Rob and I fought at that moment. We fought about who would sign the paper that would allow that surgery. We worried that the burden of responsibility should something go wrong would fall on that person who put the pen to the paper. I signed. He signed the paper for the tumor resection. It was a 50/50 deal from his parents. Anthony had a 50/50 shot and we all made it. Thank GOD!
So to the people who love me. To the people who love my husband. To the people who love my son. This month is so important to us. Without raising awareness, I would have lost my precious son that Rob and I worked so hard to bring into this world. As he gets older he makes me more and more aware of how blessed I am to have him. I have, since that day, looked at the image of his tumor. I’m not going to lie about it and act like I’m this incredibly strong woman. The first time I saw it…I couldn’t breath. It took my breath away. But now I look at this image with appreciation.

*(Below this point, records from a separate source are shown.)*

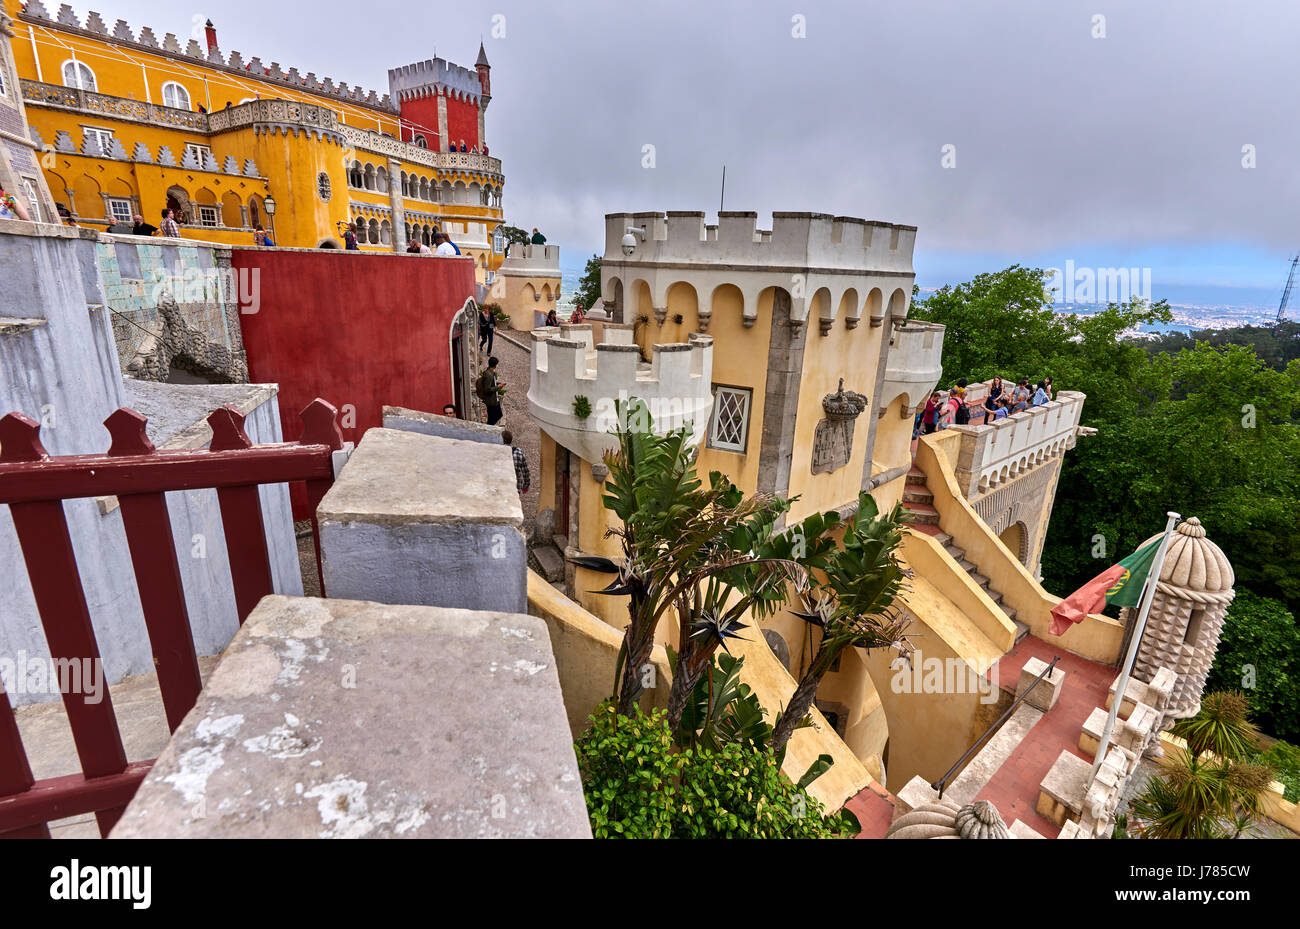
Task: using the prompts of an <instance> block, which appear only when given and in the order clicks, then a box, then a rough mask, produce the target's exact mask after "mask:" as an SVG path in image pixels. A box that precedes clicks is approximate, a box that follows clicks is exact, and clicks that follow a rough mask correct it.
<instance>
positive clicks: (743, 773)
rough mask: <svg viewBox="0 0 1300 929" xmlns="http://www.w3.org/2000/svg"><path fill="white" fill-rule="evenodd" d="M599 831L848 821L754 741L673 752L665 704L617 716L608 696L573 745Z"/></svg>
mask: <svg viewBox="0 0 1300 929" xmlns="http://www.w3.org/2000/svg"><path fill="white" fill-rule="evenodd" d="M575 747H576V750H577V761H578V768H580V769H581V772H582V790H584V793H585V794H586V807H588V815H589V816H590V819H591V834H593V835H595V837H597V838H835V837H837V835H842V834H852V833H853V832H855V830H853V829H852V825H850V824H852V820H849V819H846V817H840V816H826V815H824V808H823V807H822V804H820V803H819V802H818V800H816V799H814V798H811V796H809V794H807V793H806V791H805V790H803V789H801V787H798V786H796V785H794V783H792V782H790V780H789V778H788V777H785V776H784V774H783V773H781V770H780V767H779V765H777V764H776V759H775V757H774V755H772V752H771V751H770V750H767V748H761V747H755V746H753V744H748V743H732V744H722V746H719V747H718V748H716V750H712V748H705V747H701V746H697V747H694V748H685V750H677V748H676V747H675V746H673V741H672V734H671V733H669V730H668V722H667V716H666V713H664V712H663V711H662V709H656V711H654V712H653V713H650V715H645V713H642V712H641V711H640V709H636V711H634V715H633V716H630V717H628V716H619V715H617V712H616V711H615V707H614V704H612V703H602V704H601V706H599V707H597V709H595V712H594V713H593V715H591V717H590V726H589V729H588V730H586V733H584V734H582V737H581V738H578V739H577V742H576V746H575Z"/></svg>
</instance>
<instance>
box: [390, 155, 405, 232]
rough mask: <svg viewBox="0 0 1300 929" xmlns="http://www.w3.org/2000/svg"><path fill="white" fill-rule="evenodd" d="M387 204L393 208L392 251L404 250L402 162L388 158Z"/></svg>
mask: <svg viewBox="0 0 1300 929" xmlns="http://www.w3.org/2000/svg"><path fill="white" fill-rule="evenodd" d="M389 205H390V207H391V208H393V251H394V252H404V251H406V247H407V238H406V207H404V205H403V204H402V162H399V161H394V160H393V159H389Z"/></svg>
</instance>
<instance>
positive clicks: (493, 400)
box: [474, 355, 504, 426]
mask: <svg viewBox="0 0 1300 929" xmlns="http://www.w3.org/2000/svg"><path fill="white" fill-rule="evenodd" d="M498 364H500V359H498V357H497V356H495V355H493V356H491V357H489V359H487V370H485V372H484V373H482V374H480V375H478V381H477V382H476V383H474V392H476V394H477V395H478V399H480V400H482V401H484V405H485V407H486V408H487V425H489V426H495V425H497V422H498V421H500V416H502V413H500V395H502V391H503V390H504V388H503V387H502V386H500V382H499V381H498V379H497V365H498Z"/></svg>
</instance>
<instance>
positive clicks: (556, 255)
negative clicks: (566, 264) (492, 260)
mask: <svg viewBox="0 0 1300 929" xmlns="http://www.w3.org/2000/svg"><path fill="white" fill-rule="evenodd" d="M500 273H502V274H510V275H515V277H559V275H560V247H559V246H533V244H521V243H519V242H516V243H513V244H512V246H511V247H510V248H508V249H507V252H506V260H504V261H502V262H500Z"/></svg>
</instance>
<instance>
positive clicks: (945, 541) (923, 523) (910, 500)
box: [902, 465, 1030, 643]
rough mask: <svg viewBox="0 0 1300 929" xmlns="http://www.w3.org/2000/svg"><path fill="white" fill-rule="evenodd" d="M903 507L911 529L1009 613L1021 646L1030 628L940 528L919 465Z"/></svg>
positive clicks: (963, 550) (1016, 634) (928, 488)
mask: <svg viewBox="0 0 1300 929" xmlns="http://www.w3.org/2000/svg"><path fill="white" fill-rule="evenodd" d="M902 507H904V511H906V515H907V517H909V525H910V526H911V529H913V530H914V531H918V533H926V534H927V535H932V537H933V538H935V541H937V542H939V544H941V546H943V547H944V550H945V551H946V552H948V554H949V555H952V557H953V561H956V563H957V565H958V566H959V568H961V569H962V570H965V572H966V573H967V574H970V577H971V579H972V581H974V582H975V583H976V585H978V586H979V587H980V590H983V591H984V592H985V594H988V598H989V599H991V600H993V603H996V604H997V607H998V609H1001V611H1002V612H1004V613H1006V618H1009V620H1010V621H1011V622H1013V624H1015V641H1017V643H1019V641H1021V639H1023V638H1024V637H1026V635H1028V633H1030V628H1028V626H1027V625H1024V624H1023V622H1021V621H1019V620H1017V618H1015V609H1014V608H1013V607H1009V605H1006V604H1005V603H1002V594H1000V592H998V591H996V590H993V589H992V587H989V586H988V585H989V582H988V578H987V577H984V576H983V574H980V573H979V569H978V566H976V565H975V563H974V561H971V560H970V559H967V557H966V550H965V548H962V547H961V546H958V544H956V543H954V542H953V537H952V535H949V534H948V533H945V531H944V530H943V529H941V528H940V525H939V511H937V509H935V495H933V494H932V492H931V491H930V487H928V486H927V485H926V472H923V470H920V468H917V466H915V465H914V466H913V468H911V470H909V472H907V483H906V485H905V486H904V491H902Z"/></svg>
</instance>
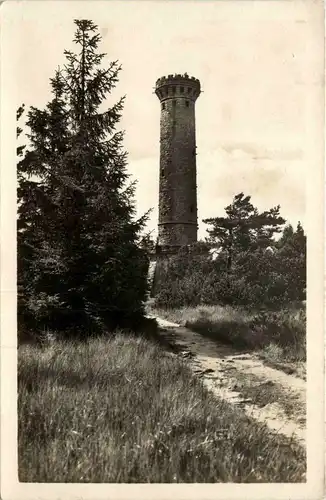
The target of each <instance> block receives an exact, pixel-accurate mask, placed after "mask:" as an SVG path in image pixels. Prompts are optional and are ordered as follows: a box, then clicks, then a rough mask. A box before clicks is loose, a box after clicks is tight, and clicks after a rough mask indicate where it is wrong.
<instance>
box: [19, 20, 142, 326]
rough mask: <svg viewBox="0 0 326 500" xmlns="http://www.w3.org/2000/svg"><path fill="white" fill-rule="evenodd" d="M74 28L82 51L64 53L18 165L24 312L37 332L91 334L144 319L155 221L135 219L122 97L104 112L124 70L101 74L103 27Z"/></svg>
mask: <svg viewBox="0 0 326 500" xmlns="http://www.w3.org/2000/svg"><path fill="white" fill-rule="evenodd" d="M75 24H76V32H75V37H74V43H75V44H76V46H77V51H76V52H72V51H65V56H66V64H65V66H64V67H63V68H61V69H60V68H59V69H58V70H57V71H56V73H55V76H54V78H53V79H51V82H50V83H51V90H52V99H51V101H50V102H49V103H48V104H47V105H46V107H45V109H44V110H40V109H37V108H34V107H32V108H31V109H30V110H29V112H28V120H27V123H26V125H27V127H28V128H29V131H30V132H29V134H28V139H29V142H30V146H29V148H28V150H27V151H26V152H25V154H24V156H23V158H22V159H20V161H19V162H18V181H19V188H18V199H19V222H18V233H19V236H18V260H19V261H18V268H19V274H18V276H19V281H20V290H21V293H20V295H19V313H20V321H21V322H22V323H23V324H26V325H28V326H29V327H38V328H40V327H49V328H56V329H60V330H64V329H67V328H70V329H75V330H76V331H78V330H82V331H84V332H87V331H89V330H93V329H94V328H99V329H103V328H114V327H115V326H117V325H121V324H122V325H128V326H130V325H131V323H132V322H133V321H134V319H135V317H137V318H138V317H140V316H141V315H142V313H143V303H144V300H145V297H146V291H147V276H146V269H147V253H146V251H145V250H144V249H142V248H141V246H140V245H139V238H140V231H141V230H142V229H143V227H144V225H145V223H146V218H147V214H145V215H144V216H143V217H141V218H140V219H138V220H136V219H135V204H134V191H135V185H134V184H133V183H131V184H128V179H129V175H128V172H127V168H126V162H127V157H126V153H125V152H124V150H123V144H122V142H123V133H122V132H121V131H117V130H116V127H117V124H118V122H119V120H120V118H121V113H122V110H123V104H124V98H122V99H120V100H119V101H118V102H117V103H116V104H114V105H113V106H111V107H110V108H109V109H106V110H102V109H103V107H104V105H105V99H106V97H107V96H108V94H110V93H111V92H112V90H113V89H114V87H115V86H116V84H117V82H118V74H119V72H120V69H121V68H120V66H119V64H118V62H117V61H114V62H112V63H111V64H110V65H109V67H108V68H106V69H103V68H102V67H101V63H102V60H103V58H104V57H105V54H102V53H98V51H97V49H98V45H99V42H100V39H101V37H100V35H99V33H98V29H97V26H96V25H95V24H93V23H92V22H91V21H88V20H76V21H75Z"/></svg>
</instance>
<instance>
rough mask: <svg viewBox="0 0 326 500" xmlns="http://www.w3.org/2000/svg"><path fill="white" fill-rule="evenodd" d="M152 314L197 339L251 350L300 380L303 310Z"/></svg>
mask: <svg viewBox="0 0 326 500" xmlns="http://www.w3.org/2000/svg"><path fill="white" fill-rule="evenodd" d="M151 309H152V312H153V313H154V314H156V315H158V316H160V317H162V318H165V319H168V320H170V321H173V322H175V323H179V324H181V325H184V326H186V327H188V328H190V329H192V330H193V331H196V332H198V333H200V334H201V335H204V336H207V337H209V338H210V339H211V340H216V341H218V342H222V343H225V344H228V345H231V346H233V347H235V348H236V349H240V350H241V349H244V350H247V351H248V350H249V351H250V350H252V351H256V352H257V353H259V355H260V356H261V357H262V358H263V359H264V360H265V361H266V363H268V364H271V365H273V366H275V367H278V368H281V369H283V370H285V371H288V372H290V373H291V371H293V372H296V373H297V374H298V375H302V376H304V371H305V361H306V312H305V309H304V308H303V307H298V306H297V307H292V308H290V307H288V308H284V309H280V310H276V311H268V310H267V311H264V312H255V311H249V310H248V309H244V308H240V307H231V306H219V305H211V306H208V305H202V306H195V307H181V308H174V309H171V308H156V307H155V302H153V303H152V305H151Z"/></svg>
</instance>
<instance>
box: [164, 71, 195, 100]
mask: <svg viewBox="0 0 326 500" xmlns="http://www.w3.org/2000/svg"><path fill="white" fill-rule="evenodd" d="M200 92H201V89H200V81H199V80H198V78H195V77H193V76H189V75H188V74H187V73H184V74H183V75H181V74H174V75H168V76H162V77H161V78H159V79H158V80H157V81H156V85H155V94H156V95H157V97H158V98H159V100H160V101H161V102H163V101H165V100H167V99H174V98H176V97H183V98H187V99H190V100H191V101H193V102H194V101H196V99H197V98H198V96H199V94H200Z"/></svg>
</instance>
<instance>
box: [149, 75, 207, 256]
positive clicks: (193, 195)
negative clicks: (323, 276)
mask: <svg viewBox="0 0 326 500" xmlns="http://www.w3.org/2000/svg"><path fill="white" fill-rule="evenodd" d="M200 92H201V90H200V82H199V80H198V79H197V78H194V77H190V76H188V75H187V73H185V74H183V75H182V74H175V75H168V76H163V77H161V78H159V79H158V80H157V81H156V86H155V93H156V95H157V97H158V98H159V100H160V103H161V119H160V187H159V221H158V246H159V247H160V248H161V250H162V251H165V250H166V251H168V253H169V252H171V251H172V250H173V249H174V250H176V249H177V248H180V246H185V245H189V244H192V243H194V242H195V241H197V185H196V130H195V129H196V127H195V101H196V100H197V98H198V96H199V95H200ZM174 250H173V251H174ZM163 253H164V252H163ZM172 253H173V252H172Z"/></svg>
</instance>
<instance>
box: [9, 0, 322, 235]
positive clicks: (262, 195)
mask: <svg viewBox="0 0 326 500" xmlns="http://www.w3.org/2000/svg"><path fill="white" fill-rule="evenodd" d="M8 3H9V4H10V5H9V6H8ZM8 3H7V5H6V8H7V11H6V15H4V16H3V30H4V39H5V40H6V44H7V46H10V61H11V70H10V71H11V72H12V85H13V92H14V93H15V100H16V103H17V105H19V104H21V103H22V102H24V103H25V104H26V106H27V107H28V106H30V105H33V106H37V107H42V106H44V105H45V104H46V102H47V101H48V100H49V99H50V85H49V79H50V78H51V77H52V76H53V75H54V72H55V70H56V68H57V67H58V66H60V65H61V66H62V65H63V64H64V62H65V57H64V55H63V52H64V50H65V49H72V48H73V44H72V39H73V34H74V31H75V26H74V23H73V20H74V19H76V18H77V19H81V18H84V19H91V20H92V21H93V22H95V23H96V24H97V25H98V26H99V30H100V33H101V35H102V42H101V44H100V50H101V52H105V53H106V54H107V56H106V58H105V59H104V64H105V62H107V64H108V63H109V62H110V61H112V60H118V61H119V62H120V63H121V65H122V71H121V73H120V81H119V83H118V85H117V88H116V89H115V90H114V92H113V93H112V95H111V96H110V97H109V98H108V100H107V104H108V106H110V105H111V104H113V103H114V102H115V101H116V100H118V99H119V97H121V96H122V95H126V102H125V108H124V112H123V118H122V120H121V122H120V127H121V129H123V130H125V141H124V146H125V149H126V150H127V151H128V170H129V172H130V174H131V176H132V178H135V179H137V181H138V182H137V190H136V203H137V214H138V215H142V214H143V213H144V212H146V211H147V210H148V209H150V208H152V209H153V211H152V214H151V218H150V221H149V223H148V229H150V230H153V235H156V229H157V216H158V210H157V205H158V178H159V120H160V105H159V101H158V99H157V97H156V95H155V94H154V93H153V91H154V85H155V82H156V80H157V78H159V77H161V76H164V75H167V74H170V73H184V72H187V73H188V74H189V75H191V76H195V77H196V78H199V79H200V82H201V86H202V90H203V92H202V94H201V95H200V97H199V98H198V100H197V102H196V134H197V153H198V156H197V185H198V222H199V237H200V238H203V237H205V235H206V225H205V224H203V223H202V219H205V218H208V217H214V216H221V215H223V212H224V208H225V207H226V206H227V205H228V204H230V203H231V201H232V198H233V197H234V196H235V195H236V194H238V193H240V192H244V194H245V195H251V197H252V200H251V201H252V203H253V204H254V205H255V206H257V207H258V208H259V209H260V210H266V209H269V208H271V207H274V206H276V205H278V204H280V205H281V215H282V216H283V217H284V218H285V219H287V220H288V221H289V222H290V223H292V224H293V225H296V224H297V222H298V221H301V222H302V223H303V225H304V227H305V217H306V203H305V202H306V181H307V176H308V175H309V172H310V173H311V171H312V170H311V169H312V168H313V166H314V165H313V161H314V159H313V157H312V155H311V147H308V143H309V130H310V129H309V127H310V124H311V122H312V120H313V119H314V116H313V110H312V99H311V96H312V93H313V92H314V89H315V88H316V83H318V81H319V80H318V79H319V78H320V75H319V74H318V73H317V74H316V69H315V68H316V67H317V59H318V53H317V51H316V44H317V41H318V40H317V33H318V29H319V28H320V23H319V21H318V19H317V16H316V13H315V12H314V10H313V9H311V8H310V7H311V5H312V3H313V2H308V1H299V0H297V1H295V2H286V1H278V2H272V1H264V2H263V1H244V0H242V1H230V0H228V1H218V0H216V1H204V0H200V1H198V0H197V1H190V0H189V1H185V0H184V1H177V0H173V1H169V0H165V1H158V0H156V1H146V0H142V1H141V0H140V1H138V2H136V1H126V0H125V1H123V2H122V1H119V2H117V1H105V2H103V1H95V0H93V1H84V2H80V1H76V0H75V1H71V2H64V1H56V2H53V1H47V2H40V1H38V2H36V1H30V0H29V1H28V2H8Z"/></svg>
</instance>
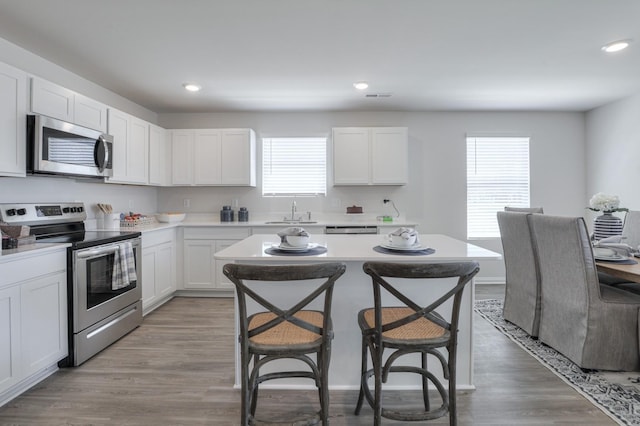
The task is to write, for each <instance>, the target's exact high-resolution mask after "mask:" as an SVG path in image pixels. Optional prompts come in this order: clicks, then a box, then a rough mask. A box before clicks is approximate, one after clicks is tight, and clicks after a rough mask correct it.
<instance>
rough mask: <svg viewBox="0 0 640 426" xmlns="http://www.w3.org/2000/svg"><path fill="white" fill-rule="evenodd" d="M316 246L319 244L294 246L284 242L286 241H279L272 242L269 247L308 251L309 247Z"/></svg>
mask: <svg viewBox="0 0 640 426" xmlns="http://www.w3.org/2000/svg"><path fill="white" fill-rule="evenodd" d="M318 246H319V244H316V243H309V244H307V245H306V246H301V247H294V246H290V245H289V244H286V243H280V244H273V245H272V246H271V248H273V249H276V250H282V251H308V250H311V249H313V248H316V247H318Z"/></svg>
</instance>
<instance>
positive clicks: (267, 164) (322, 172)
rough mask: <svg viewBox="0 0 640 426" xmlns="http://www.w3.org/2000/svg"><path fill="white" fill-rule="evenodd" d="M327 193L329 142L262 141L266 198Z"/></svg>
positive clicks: (263, 175) (262, 157) (312, 141)
mask: <svg viewBox="0 0 640 426" xmlns="http://www.w3.org/2000/svg"><path fill="white" fill-rule="evenodd" d="M326 192H327V139H326V138H312V137H300V138H264V139H262V195H263V196H274V197H277V196H291V195H297V196H311V195H325V194H326Z"/></svg>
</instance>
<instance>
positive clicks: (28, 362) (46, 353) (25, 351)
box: [20, 272, 68, 376]
mask: <svg viewBox="0 0 640 426" xmlns="http://www.w3.org/2000/svg"><path fill="white" fill-rule="evenodd" d="M66 290H67V274H66V272H60V273H56V274H53V275H48V276H45V277H40V278H37V279H34V280H31V281H27V282H26V283H24V284H22V286H21V288H20V306H21V312H20V313H21V323H22V367H23V371H22V372H23V374H24V375H27V376H29V375H31V374H33V373H36V372H37V371H38V370H40V369H42V368H46V367H48V366H50V365H52V364H55V363H57V362H58V361H59V360H61V359H62V358H64V357H65V356H66V355H67V351H68V348H67V332H66V331H67V330H66V324H67V291H66ZM62 324H64V327H65V328H64V331H61V328H60V326H61V325H62Z"/></svg>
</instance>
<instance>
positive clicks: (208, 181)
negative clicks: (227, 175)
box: [193, 129, 222, 185]
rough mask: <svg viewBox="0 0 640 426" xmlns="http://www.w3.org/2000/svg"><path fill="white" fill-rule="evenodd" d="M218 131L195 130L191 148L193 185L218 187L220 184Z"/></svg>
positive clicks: (218, 135)
mask: <svg viewBox="0 0 640 426" xmlns="http://www.w3.org/2000/svg"><path fill="white" fill-rule="evenodd" d="M220 139H221V134H220V130H214V129H203V130H196V131H195V137H194V148H193V154H194V158H193V166H194V167H193V183H194V184H196V185H219V184H220V183H221V182H222V180H221V179H222V174H221V171H220V165H221V163H222V158H221V156H220Z"/></svg>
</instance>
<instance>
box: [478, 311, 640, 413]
mask: <svg viewBox="0 0 640 426" xmlns="http://www.w3.org/2000/svg"><path fill="white" fill-rule="evenodd" d="M475 311H476V312H477V313H478V314H479V315H480V316H481V317H482V318H484V319H485V320H487V321H489V323H491V324H492V325H493V326H495V327H496V328H497V329H498V330H499V331H501V332H502V333H503V334H504V335H506V336H507V337H509V338H510V339H511V340H512V341H514V342H515V343H516V344H518V345H519V346H520V347H521V348H523V349H524V350H525V351H526V352H528V353H529V354H531V356H533V357H534V358H536V359H537V360H538V361H539V362H540V363H541V364H542V365H544V366H545V367H547V368H548V369H549V370H551V371H552V372H553V373H555V374H556V375H557V376H558V377H560V378H561V379H562V380H564V381H565V382H566V383H567V384H568V385H569V386H571V387H572V388H574V389H575V390H576V391H578V392H579V393H580V394H582V395H583V396H584V397H585V398H587V399H588V400H590V401H591V402H592V403H593V404H594V405H596V406H597V407H598V408H600V409H601V410H602V411H603V412H604V413H606V414H607V415H608V416H609V417H611V418H612V419H613V420H615V421H616V422H617V423H618V424H621V425H640V372H623V373H618V372H616V373H612V372H604V371H596V370H587V371H584V370H582V369H580V368H579V367H578V366H576V365H575V364H574V363H573V362H571V361H570V360H569V359H568V358H566V357H565V356H563V355H562V354H559V353H558V352H556V351H555V350H553V349H552V348H550V347H549V346H547V345H545V344H544V343H541V342H539V341H538V340H537V339H533V338H532V337H531V336H529V335H528V334H527V333H526V332H525V331H523V330H522V329H521V328H519V327H517V326H515V325H513V324H511V323H510V322H507V321H505V320H504V318H503V317H502V301H501V300H494V299H491V300H478V301H476V303H475Z"/></svg>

I’m sure it sounds crazy to you. But I appreciate our struggle. Through it, I have found my greatest heroes, I have accomplished things I never thought I could, I have learned so much about love and life, and I have formed myself into a strong and loving woman.

My son was fighting for his life. I didn’t think he would make it. I couldn’t look at his tumor, but that tumor became the image at the front line of our battle. I know you might feel I’m on a soap box for my son’s illness, but what you will never understand is that it is far beyond that and far beyond your small minded way of thinking. I will continually work to find a cure for pediatric brain tumors. I will do this similar to the way that other have done before me that allowed my son to be alive. I have seen way to many precious souls die because of this terrible disease. I won’t take our journey lightly, Anthony WILL make a difference in the life of other brain tumor fighters.

And for those below us who like to justify our greatness as being on a soap box, I will tell you this. Soap box or not, we are making a difference. Spend as much time making an effort as you do talking shit and you will see how wonderful this world can be. God Bless!